Voting Result: 3.46540153486
Overview for DM-2 Titan
DM-II is a very robust unmanned aircraft, designed to carry safely and efficiently, various types of payloads with high speed and range versatility.
The initial design goal was to design an aircraft able to be deployed fast, for response in emergency situations, such as medical or search and rescue equipment needs. The inspiration came from various incidents that have happened lately in Mediterranean Sea, where small boats have sunk. In such situations, a small and fast aircraft containing Search and Rescue equipment might be able to save lives. Therefore, an automatic payload bay has been included in the design.
DM-II is designed to be very efficient at cruising speeds, to maximize effective range, while maintaining good performance during vertical takeoff. The weighting factors during initial concept were:
- Optimum cruise performance (long range, high speed)
- Good VTOL performance
- Simple solutions approach (Easy maintenance)
- Good ergonomics for human use
The above requirements led to the design of an aircraft with a single high aspect ratio wing, to achieve high efficiency during horizontal flight. The vertical takeoff requirement is assessed through 8 motors in X8 configuration, mounted on two nacelles embedded on the main wing of the aircraft. The booms and propellers are aligned with the airflow during cruise minimizing the drag penalty. Also, the X8 configuration gives the required redundancy in case of motor failure during vertical takeoff, making the aircraft safe for use even in crowded places.

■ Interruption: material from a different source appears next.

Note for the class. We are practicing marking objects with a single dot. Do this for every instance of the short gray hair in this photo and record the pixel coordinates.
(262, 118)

On the tail, a V-Tail is used for stability and authority. Its inherent coupling of rudder with elevator gives authority even with one of the two servos failing, allowing the aircraft to land safely.
The payload bay is located in the fuselage right under the main wing. Its location ensures versatility regarding the payload, as the center of the payload tray is located on the center of mass of the aircraft, minimizing the effect of the payload to the center of gravity of the aircraft. The payload is lowered and then slides out of the aircraft. An automatic unloading mechanism ensures that payload unloading is ergonomically viable for manual operation.
In case of sensors payload the automatic unloading mechanism can be removed allowing for at least 0,5 kg more payload capacity.
The batteries providing the energy required are a combination of 18650 Li-Ion Cells for cruise (High specific energy 237Wh/kg, cannot provide massive power needed during vertical takeoff, maximum discharge rate 3.3C) and Lithium Polymer Cells for VTOL (Lower specific energy 131Wh/kg, Very high maximum power draw capacity, maximum sustained discharge rate >35C, peak 70C).
Finally, regarding redundancy, a fatal failure of the aircraft is almost impossible, due to layered power supply of flight control components, but even in this case, a parachute can be deployed, safely terminating the flight.